If you have the set $\{0, 1, 5, 3\}$, you can write it as $\{0, 3, 1, 5\}$. These are the same set, they contain the same elements.
And this is not changing the order of elements in the same set, as there is no order of elements in the same set. You're talking about the same set, just using different words. If I say
- "My family contains me, my wife, and our daughter",
and then I say
- "My family contains our daughter, my wife, and me",
I didn't change the order of members in my family, that doesn't even mean anything in this context! I just used different words to say the same thing.
But the crux of your question isn't about whether you can reorder the elements in a set, it really about what "..." means.
The "..." is a funny thing in mathematical texts. It's not really a mathematics concept at all, it's short of "dear reader, you know what I would write here if there was enough (possibly infinite) space and time, so let's just pretend I wrote it here".

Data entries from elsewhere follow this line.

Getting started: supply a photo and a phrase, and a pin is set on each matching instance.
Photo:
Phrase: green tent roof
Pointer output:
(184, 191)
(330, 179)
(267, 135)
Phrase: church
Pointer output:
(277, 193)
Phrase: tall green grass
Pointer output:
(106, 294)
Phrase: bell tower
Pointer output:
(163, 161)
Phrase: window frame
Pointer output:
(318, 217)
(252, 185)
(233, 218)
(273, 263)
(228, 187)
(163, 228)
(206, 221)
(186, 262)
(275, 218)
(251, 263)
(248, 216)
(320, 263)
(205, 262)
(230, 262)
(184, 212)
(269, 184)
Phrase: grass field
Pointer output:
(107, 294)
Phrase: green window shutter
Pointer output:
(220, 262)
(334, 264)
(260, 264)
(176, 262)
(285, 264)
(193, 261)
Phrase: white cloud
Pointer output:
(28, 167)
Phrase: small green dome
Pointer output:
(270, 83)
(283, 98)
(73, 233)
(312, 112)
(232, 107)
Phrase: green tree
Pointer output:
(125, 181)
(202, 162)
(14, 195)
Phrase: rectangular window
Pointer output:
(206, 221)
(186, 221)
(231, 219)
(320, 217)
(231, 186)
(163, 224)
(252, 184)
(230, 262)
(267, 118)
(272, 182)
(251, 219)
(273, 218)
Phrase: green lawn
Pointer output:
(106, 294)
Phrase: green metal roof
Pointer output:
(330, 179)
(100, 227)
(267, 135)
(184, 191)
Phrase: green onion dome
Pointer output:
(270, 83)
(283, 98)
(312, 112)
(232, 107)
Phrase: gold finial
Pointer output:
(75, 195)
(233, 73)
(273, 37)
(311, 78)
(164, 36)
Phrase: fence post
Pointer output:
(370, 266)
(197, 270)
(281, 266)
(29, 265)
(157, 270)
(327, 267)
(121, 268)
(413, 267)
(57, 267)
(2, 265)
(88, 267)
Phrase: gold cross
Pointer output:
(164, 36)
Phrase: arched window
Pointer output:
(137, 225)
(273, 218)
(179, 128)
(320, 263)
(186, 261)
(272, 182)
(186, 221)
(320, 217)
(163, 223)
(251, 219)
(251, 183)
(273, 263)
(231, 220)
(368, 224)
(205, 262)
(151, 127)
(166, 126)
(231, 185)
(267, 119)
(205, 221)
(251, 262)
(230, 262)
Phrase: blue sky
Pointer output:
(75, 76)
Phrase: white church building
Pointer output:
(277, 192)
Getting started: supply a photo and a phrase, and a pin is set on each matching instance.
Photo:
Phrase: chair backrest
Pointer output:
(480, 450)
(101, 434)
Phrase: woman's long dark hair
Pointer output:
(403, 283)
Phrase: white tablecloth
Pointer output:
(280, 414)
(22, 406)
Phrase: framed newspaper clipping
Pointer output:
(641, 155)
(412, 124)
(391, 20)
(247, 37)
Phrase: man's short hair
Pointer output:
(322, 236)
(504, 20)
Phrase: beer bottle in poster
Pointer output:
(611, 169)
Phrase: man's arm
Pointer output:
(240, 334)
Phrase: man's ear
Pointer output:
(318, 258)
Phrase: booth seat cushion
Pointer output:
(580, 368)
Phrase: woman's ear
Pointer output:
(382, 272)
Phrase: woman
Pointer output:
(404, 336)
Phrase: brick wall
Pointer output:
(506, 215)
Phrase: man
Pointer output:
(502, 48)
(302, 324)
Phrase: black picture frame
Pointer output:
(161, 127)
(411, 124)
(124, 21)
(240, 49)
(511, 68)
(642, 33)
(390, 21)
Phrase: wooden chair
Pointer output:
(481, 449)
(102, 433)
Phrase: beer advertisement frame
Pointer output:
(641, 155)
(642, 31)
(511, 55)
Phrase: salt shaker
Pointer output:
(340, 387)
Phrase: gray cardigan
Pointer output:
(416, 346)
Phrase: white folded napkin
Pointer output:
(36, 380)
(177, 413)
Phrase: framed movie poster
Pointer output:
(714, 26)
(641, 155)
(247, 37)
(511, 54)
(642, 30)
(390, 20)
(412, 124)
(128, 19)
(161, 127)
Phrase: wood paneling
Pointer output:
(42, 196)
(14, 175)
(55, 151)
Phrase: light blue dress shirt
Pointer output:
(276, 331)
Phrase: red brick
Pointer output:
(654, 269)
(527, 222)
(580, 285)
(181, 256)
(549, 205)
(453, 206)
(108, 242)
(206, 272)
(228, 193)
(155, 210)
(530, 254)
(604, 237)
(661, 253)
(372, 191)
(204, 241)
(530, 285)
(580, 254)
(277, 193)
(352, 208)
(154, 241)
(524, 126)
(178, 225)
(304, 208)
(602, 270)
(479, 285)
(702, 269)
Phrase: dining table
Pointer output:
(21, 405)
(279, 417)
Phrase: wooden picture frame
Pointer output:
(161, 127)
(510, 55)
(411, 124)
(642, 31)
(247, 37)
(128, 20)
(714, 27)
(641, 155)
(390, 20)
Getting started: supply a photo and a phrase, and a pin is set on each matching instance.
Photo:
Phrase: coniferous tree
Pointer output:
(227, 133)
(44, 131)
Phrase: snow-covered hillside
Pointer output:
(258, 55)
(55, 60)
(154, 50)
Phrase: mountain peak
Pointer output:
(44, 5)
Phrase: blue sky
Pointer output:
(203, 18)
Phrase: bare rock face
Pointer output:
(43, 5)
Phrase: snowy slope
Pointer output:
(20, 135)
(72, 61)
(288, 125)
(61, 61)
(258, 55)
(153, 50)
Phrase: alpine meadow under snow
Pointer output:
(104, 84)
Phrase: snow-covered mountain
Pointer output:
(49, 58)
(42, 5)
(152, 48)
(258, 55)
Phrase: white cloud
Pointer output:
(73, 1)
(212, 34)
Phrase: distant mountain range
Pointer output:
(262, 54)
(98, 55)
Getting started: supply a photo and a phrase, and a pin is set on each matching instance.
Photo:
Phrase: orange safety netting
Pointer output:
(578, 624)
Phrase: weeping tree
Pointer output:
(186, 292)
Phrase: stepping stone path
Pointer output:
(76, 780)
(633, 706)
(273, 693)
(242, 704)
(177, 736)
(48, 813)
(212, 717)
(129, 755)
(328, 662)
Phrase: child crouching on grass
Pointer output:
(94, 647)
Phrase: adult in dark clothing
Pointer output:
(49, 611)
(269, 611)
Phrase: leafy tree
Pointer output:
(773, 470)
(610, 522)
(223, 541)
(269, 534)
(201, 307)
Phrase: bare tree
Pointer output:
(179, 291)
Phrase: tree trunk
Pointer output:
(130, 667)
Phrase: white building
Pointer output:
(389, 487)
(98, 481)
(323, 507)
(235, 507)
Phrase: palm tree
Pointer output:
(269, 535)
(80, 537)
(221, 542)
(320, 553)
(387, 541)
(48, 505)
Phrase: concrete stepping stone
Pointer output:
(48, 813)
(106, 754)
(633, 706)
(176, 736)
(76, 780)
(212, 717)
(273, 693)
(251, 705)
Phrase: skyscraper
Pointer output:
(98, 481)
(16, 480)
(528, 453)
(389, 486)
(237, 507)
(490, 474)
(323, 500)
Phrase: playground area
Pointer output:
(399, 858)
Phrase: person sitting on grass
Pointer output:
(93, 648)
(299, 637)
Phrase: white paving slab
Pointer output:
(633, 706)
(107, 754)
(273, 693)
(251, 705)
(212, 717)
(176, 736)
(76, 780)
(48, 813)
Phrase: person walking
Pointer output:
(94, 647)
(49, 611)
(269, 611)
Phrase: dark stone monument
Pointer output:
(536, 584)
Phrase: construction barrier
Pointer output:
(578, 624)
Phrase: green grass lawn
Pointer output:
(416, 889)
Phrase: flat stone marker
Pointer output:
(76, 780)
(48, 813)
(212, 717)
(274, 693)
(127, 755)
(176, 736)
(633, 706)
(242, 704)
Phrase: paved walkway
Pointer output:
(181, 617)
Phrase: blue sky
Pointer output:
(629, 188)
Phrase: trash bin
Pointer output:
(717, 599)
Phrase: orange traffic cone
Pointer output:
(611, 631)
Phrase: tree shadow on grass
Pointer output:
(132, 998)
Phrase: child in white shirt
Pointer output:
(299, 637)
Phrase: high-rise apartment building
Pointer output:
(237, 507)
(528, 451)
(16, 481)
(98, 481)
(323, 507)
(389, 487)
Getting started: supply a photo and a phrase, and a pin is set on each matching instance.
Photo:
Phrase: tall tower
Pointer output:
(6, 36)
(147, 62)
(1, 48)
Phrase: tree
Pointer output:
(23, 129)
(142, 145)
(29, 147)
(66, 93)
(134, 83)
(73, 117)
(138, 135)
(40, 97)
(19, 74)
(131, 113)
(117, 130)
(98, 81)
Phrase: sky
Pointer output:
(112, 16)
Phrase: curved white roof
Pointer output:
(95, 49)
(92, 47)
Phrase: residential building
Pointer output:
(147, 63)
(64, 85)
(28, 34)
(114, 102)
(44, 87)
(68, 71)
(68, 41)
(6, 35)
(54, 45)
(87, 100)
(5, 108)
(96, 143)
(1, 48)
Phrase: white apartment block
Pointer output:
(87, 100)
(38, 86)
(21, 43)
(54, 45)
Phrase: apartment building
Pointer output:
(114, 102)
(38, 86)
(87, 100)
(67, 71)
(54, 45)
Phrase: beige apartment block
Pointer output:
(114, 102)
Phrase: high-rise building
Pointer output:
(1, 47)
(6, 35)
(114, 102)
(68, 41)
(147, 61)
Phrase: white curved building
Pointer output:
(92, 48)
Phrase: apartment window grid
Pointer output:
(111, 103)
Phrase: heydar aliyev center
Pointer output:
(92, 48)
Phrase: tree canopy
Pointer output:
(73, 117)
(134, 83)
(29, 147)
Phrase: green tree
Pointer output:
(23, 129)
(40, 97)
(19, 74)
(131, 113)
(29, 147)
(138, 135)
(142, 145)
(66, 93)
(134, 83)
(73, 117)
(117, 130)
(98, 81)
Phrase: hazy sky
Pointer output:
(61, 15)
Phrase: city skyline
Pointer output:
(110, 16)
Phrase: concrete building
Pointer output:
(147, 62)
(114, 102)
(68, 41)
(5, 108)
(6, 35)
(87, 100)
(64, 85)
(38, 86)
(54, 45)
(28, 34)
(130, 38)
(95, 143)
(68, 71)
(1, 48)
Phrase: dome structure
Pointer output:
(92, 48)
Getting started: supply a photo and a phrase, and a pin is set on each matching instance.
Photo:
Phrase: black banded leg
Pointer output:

When you write "$\{1, 2, 3, 4, ...\}$", the reader knows that if you had enough space, you'd write all positive integers there, so he knows you mean the set of positive integers. When you write "$\{1, 2, 5, 4, 3, ...\}$", the reader has no clue what you would write there. The problem isn't that you wrote the set in different order, the problem is that you weren't clear enough when you told the reader what you mean.
Again back to a (slightly clumsy) natural language example:
- "I remember the names of the 3rd US president, the 4th US president, the 5th US president, and so on and so on."
The reader probably realizes you mean you know the names of all US presidents, except perhaps for the first two.
- "I remember the names of the 30th US president, the 6th US president, the 17th US president, and so on and so on."
The reader has no clue what you mean.
In ZFC the two sets are the same set. I don't see why it is problematic.